コロナ禍があっても千葉は戦国千葉だった【2020年総括】
戦国千葉といわれる千葉。各県同様、コロナ禍があった中でも例年通り、戦国千葉が盛り上がった。
夏、秋ともに保護者、野球部員のみによる無観客試合で実施されたが、どんな1年だったのか。
躍進を見せた木更津総合、専大松戸
高い総合力を見せた木更津総合(左)と専大松戸(右)
夏の独自大会で優勝した木更津総合は、大エース・篠木 健太郎(木更津総合)が圧巻の投球を見せ、並み居る強豪校を抑えた。ロースコアを守り切る野球は完成度が高く、投手陣では篠木以外で、142キロ左腕・吉鶴 翔瑛が目立っていたが、この夏で右サイドの川端 光明、左腕・熊谷 尚也も好投も光った。
また秋でも篠木の背中を見てきた大型右腕・島田 舜也は成長を見せ、優勝に貢献。
1年生から公式戦を経験してきた秋元 俊太、山中 海斗の好野手も成長を見せた。この秋には、1年捕手・中西 祐樹など期待の野手も成長を見せている。
準優勝の専大松戸は、3年生全員がベンチ入りし、強打、機動力を絡め、順調に勝ち上がった。当時、2年生ながらベンチ入りした右サイドのエース・深沢 鳳介が成長を見せ、県大会と関東大会で力投を見せ、ベスト4入り。
初のセンバツ出場へ前進した。打線は1年春からレギュラーとして活躍した左の主砲・吉岡 道泰を中心とした各打者の能力は高く、関東大会で強打の健大高崎打線を肌で味わった専大松戸はこの冬でどんな成長を魅せるのか。
夏ベスト4の八千代松蔭は中央学院、千葉黎明から逆転サヨナラ勝ち。主将・永戸 涼世はバットコントロールが非常に高く、安定した遊撃守備もレベルが高く、また他の3年生もここ一番の強打を魅せる意外性を持った選手が多く、見ていて怖さがあった。新チームになっても強さは引き継がれ、突出した実力を持った選手はいないが、ベスト8進出を決めた。この春以降も注目チームとなりそうだ。

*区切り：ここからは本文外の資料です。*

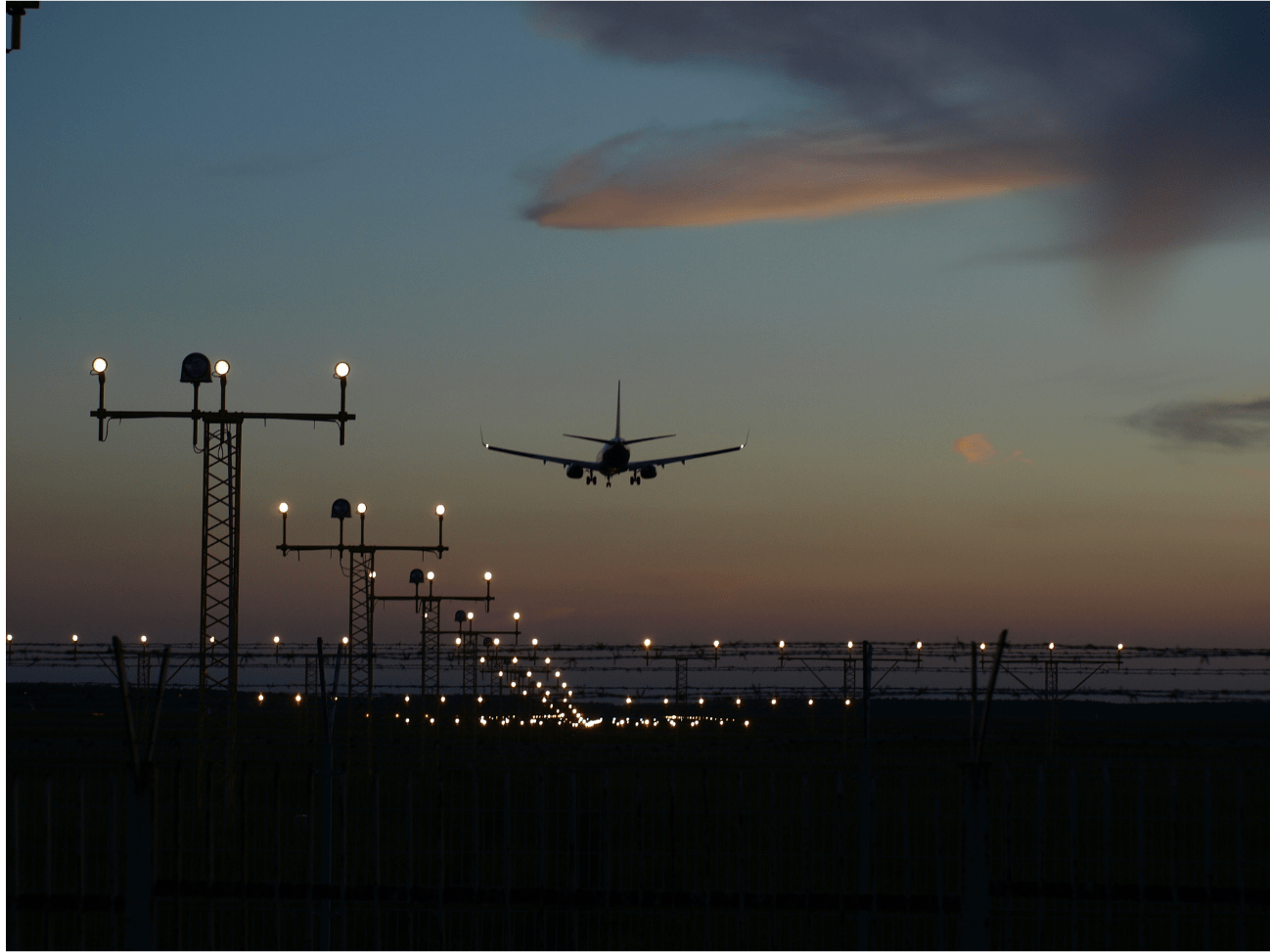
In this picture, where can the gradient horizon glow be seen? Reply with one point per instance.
(978, 395)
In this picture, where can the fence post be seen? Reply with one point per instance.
(865, 802)
(1070, 848)
(975, 896)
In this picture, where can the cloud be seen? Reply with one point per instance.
(975, 448)
(651, 179)
(1214, 423)
(1162, 110)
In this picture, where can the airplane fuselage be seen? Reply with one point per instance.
(612, 458)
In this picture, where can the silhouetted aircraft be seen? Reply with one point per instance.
(614, 457)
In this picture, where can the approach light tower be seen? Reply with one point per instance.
(361, 594)
(222, 474)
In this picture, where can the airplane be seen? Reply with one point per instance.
(613, 458)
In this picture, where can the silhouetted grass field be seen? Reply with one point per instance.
(1111, 825)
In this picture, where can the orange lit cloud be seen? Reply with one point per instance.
(976, 449)
(646, 180)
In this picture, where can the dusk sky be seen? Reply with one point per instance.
(987, 286)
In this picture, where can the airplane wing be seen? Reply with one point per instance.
(642, 464)
(584, 464)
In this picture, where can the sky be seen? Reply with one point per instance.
(985, 285)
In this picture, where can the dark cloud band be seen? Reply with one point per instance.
(1230, 424)
(1163, 108)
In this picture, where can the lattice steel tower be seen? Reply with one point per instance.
(222, 476)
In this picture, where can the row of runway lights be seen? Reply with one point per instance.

夏に躍進を魅せる市立船橋はブロック予選から東葉、東京学館船橋、習志野をコールドで破り、さらに本大会では千葉学芸に大勝。複数投手陣を使い分け、ミート中心の打撃で次々と相手投手を攻略する攻撃は驚異であった。
[page_break:東京学館、千葉学芸、千葉英和の新鋭たち。そして苦しんだ習志野、中央学院 ]東京学館、千葉学芸、千葉英和の新鋭たち。そして苦しんだ習志野、中央学院
存在感を見せた東京学館(左)、千葉学芸(真ん中)、千葉英和(右)
秋では東京学館が躍進を見せた。大会3本塁打を放った大型遊撃手・粟飯原 龍之介、130キロ後半の速球を投げ込む根本 匠、高い守備力とパンチ力ある打撃が光る三塁手・平尾 匠と役者が揃い、成田、専大松戸と目標としていた強豪校を破り、準優勝。初の関東大会出場を決めた。

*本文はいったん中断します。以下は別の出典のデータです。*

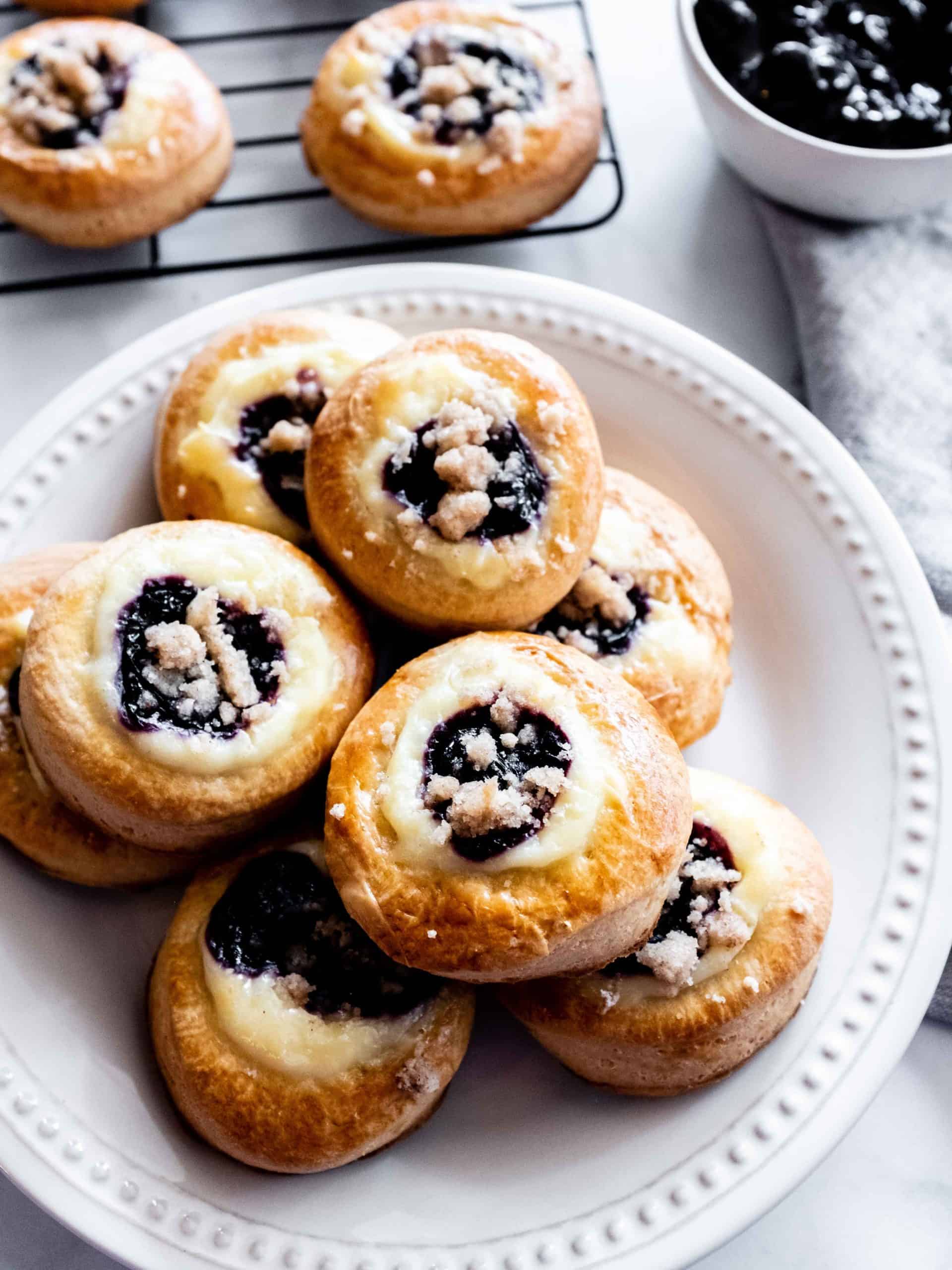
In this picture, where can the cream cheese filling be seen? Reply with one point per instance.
(262, 1023)
(475, 675)
(729, 808)
(207, 451)
(246, 573)
(414, 394)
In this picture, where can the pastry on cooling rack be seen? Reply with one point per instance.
(183, 683)
(653, 604)
(32, 818)
(234, 430)
(452, 119)
(504, 810)
(457, 482)
(108, 132)
(728, 965)
(287, 1039)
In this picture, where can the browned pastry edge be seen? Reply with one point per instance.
(414, 587)
(32, 820)
(667, 1046)
(382, 186)
(272, 1119)
(183, 496)
(568, 917)
(141, 190)
(691, 706)
(101, 775)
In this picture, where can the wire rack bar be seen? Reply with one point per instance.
(53, 268)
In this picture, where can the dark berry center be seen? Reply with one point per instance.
(282, 916)
(153, 697)
(281, 468)
(705, 844)
(516, 493)
(494, 760)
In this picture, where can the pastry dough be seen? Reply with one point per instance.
(108, 132)
(234, 430)
(32, 818)
(184, 683)
(457, 482)
(287, 1039)
(504, 810)
(653, 604)
(730, 962)
(452, 119)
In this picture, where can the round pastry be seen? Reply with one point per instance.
(32, 818)
(234, 430)
(653, 604)
(108, 132)
(457, 482)
(186, 681)
(287, 1039)
(728, 965)
(452, 119)
(504, 810)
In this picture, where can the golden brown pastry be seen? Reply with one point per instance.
(184, 683)
(234, 430)
(32, 818)
(457, 482)
(287, 1039)
(504, 810)
(653, 604)
(108, 132)
(452, 119)
(730, 962)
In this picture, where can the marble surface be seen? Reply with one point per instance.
(686, 243)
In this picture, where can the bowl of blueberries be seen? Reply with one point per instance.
(842, 108)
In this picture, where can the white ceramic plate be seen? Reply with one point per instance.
(841, 708)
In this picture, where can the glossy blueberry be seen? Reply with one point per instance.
(284, 916)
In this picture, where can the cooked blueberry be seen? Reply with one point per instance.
(282, 916)
(280, 456)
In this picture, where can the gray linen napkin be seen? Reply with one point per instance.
(874, 309)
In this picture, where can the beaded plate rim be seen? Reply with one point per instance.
(771, 1147)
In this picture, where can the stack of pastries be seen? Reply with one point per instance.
(511, 807)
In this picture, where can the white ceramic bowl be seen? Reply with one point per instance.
(846, 183)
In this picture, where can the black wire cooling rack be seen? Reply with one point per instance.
(271, 210)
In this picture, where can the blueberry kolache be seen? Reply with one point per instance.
(456, 482)
(286, 1038)
(504, 810)
(183, 684)
(875, 74)
(452, 119)
(108, 132)
(234, 429)
(32, 818)
(726, 968)
(654, 605)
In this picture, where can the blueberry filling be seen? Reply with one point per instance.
(516, 491)
(475, 83)
(62, 97)
(590, 628)
(696, 908)
(864, 73)
(275, 435)
(13, 693)
(492, 774)
(282, 916)
(171, 677)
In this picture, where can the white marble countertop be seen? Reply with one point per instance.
(686, 243)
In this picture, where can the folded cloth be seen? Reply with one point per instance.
(874, 310)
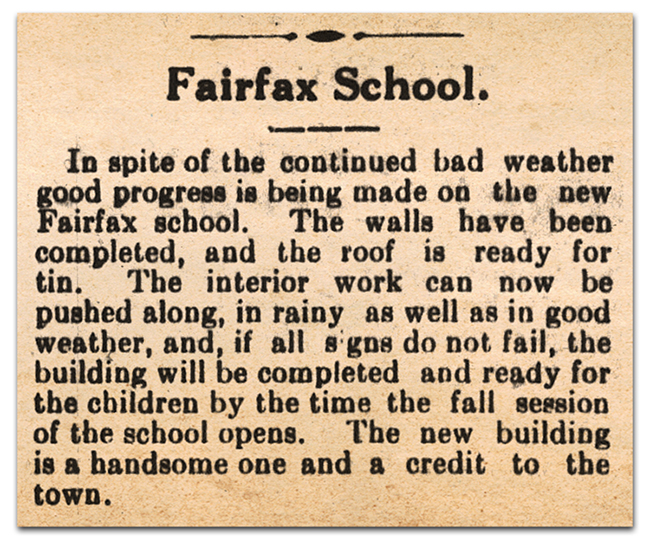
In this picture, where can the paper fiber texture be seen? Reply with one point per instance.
(339, 270)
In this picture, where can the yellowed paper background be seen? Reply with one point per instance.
(100, 84)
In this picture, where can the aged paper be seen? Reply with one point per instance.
(340, 270)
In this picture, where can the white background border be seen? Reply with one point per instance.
(8, 531)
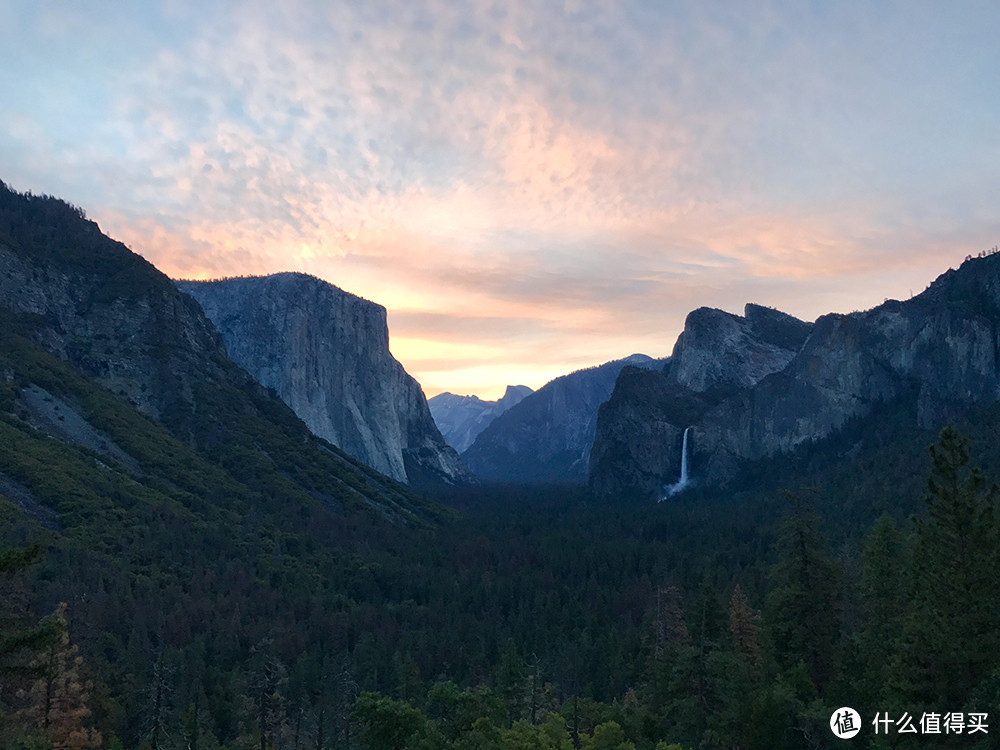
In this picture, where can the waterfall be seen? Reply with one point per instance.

秋4強の千葉英和は県大会2回戦で中央学院に逆転勝利。その勢いのまま県大会4位まで勝ち上がった。ユニフォームもイエローからスクールカラーのグリーンに一新し、ニュー・千葉英和として躍進を見せた。ベスト8の千葉学芸はドラフト候補・有薗 直輝などタレント揃いのチームで、更に守備も堅く、完成度の高い野球を披露。来年以降も躍進を期待させる内容だった。

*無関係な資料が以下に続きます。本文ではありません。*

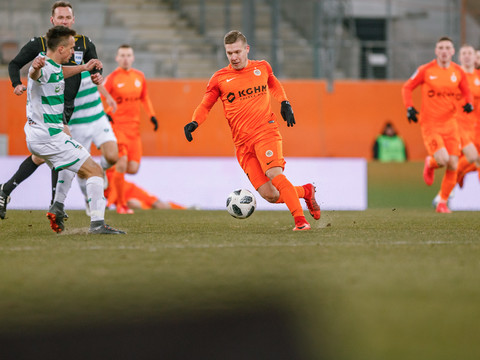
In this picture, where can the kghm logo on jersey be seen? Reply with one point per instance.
(247, 93)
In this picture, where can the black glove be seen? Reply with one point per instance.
(287, 113)
(468, 108)
(154, 121)
(189, 128)
(412, 114)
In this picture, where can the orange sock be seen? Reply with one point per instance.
(448, 183)
(300, 193)
(289, 194)
(432, 163)
(118, 183)
(464, 167)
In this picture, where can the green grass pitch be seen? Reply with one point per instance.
(397, 281)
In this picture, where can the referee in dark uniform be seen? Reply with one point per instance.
(62, 14)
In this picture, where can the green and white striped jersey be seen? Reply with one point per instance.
(88, 105)
(45, 102)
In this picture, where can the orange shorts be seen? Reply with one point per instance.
(130, 146)
(444, 135)
(466, 129)
(259, 154)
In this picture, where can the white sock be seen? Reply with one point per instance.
(95, 198)
(83, 186)
(104, 163)
(64, 184)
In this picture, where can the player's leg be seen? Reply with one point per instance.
(433, 142)
(117, 185)
(109, 151)
(448, 183)
(64, 183)
(267, 160)
(26, 168)
(468, 162)
(104, 139)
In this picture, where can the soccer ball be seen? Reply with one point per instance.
(241, 203)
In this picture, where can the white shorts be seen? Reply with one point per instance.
(98, 132)
(60, 152)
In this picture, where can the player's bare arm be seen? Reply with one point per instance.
(110, 100)
(37, 65)
(69, 71)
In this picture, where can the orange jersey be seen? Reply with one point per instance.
(439, 91)
(245, 95)
(466, 122)
(129, 89)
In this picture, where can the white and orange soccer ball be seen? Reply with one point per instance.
(241, 203)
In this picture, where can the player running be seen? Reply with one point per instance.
(245, 87)
(44, 128)
(128, 87)
(62, 14)
(470, 123)
(441, 79)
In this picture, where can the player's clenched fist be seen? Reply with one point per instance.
(189, 128)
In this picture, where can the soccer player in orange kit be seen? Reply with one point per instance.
(128, 88)
(244, 87)
(469, 124)
(440, 79)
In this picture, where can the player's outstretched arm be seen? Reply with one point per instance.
(412, 114)
(287, 113)
(189, 128)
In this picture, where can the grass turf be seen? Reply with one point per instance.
(397, 281)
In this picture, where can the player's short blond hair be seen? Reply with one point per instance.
(61, 4)
(233, 36)
(445, 38)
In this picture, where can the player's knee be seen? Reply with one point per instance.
(36, 160)
(271, 198)
(111, 158)
(270, 194)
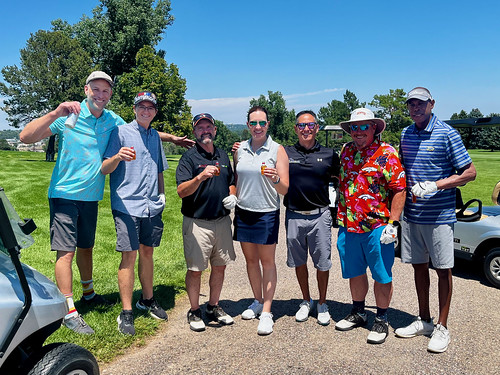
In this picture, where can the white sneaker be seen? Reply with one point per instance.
(266, 324)
(304, 310)
(417, 328)
(439, 340)
(254, 310)
(323, 314)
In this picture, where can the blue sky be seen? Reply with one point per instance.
(310, 51)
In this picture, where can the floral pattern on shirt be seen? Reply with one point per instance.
(368, 180)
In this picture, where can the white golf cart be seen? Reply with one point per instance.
(477, 231)
(31, 309)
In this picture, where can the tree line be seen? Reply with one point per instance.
(120, 38)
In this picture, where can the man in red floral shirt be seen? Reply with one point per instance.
(372, 196)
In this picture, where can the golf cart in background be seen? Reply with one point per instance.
(477, 231)
(31, 309)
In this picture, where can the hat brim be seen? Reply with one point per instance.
(378, 121)
(419, 97)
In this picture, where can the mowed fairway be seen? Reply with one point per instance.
(25, 177)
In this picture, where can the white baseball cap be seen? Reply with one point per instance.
(420, 93)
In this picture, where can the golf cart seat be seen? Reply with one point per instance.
(465, 212)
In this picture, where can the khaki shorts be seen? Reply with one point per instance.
(206, 240)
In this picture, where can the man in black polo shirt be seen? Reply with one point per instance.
(205, 182)
(308, 219)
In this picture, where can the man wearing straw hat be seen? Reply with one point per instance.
(372, 187)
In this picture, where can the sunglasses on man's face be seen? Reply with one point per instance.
(261, 123)
(302, 125)
(361, 127)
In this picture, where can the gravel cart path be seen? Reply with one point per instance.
(308, 348)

前評判が高かった中央学院は夏ではブロック予選決勝で敗退。秋では2回戦で逆転負け。投打の戦力はトップクラスなだけにどこも寄せ付けない実力を身につけることができるか楽しみだ。
そして習志野もこの1年、苦しんだ。夏では市立船橋に敗れ、秋では県立船橋に敗れ、県大会に出場することなく、敗退。どの学校もそうだが、今年は無観客試合により、偵察活動ができなかった。
また、2019年の習志野にあった感性の鋭さが欠けていたこと。さらには投手力についても、強いストレートを投げられ、絶対的なウイニングショットを持った投手がおらず、そこそこの能力を持っていても、怖さがなかった。とはいえ、習志野はもともと選手のレベルが高いチーム。
課題が明確となって、そこに向かって取り組んでいけば、春になれば恐ろしい強さを持ったチームになる予感がある。
来春、無事に開催されているか分からない。ただ戦国千葉がさらに盛り上がり、歴史を紡いでいくには、多くの人々が見られる有観客試合になることが一番。
来年は無事に大会ができるための戦いから始まりそうだ。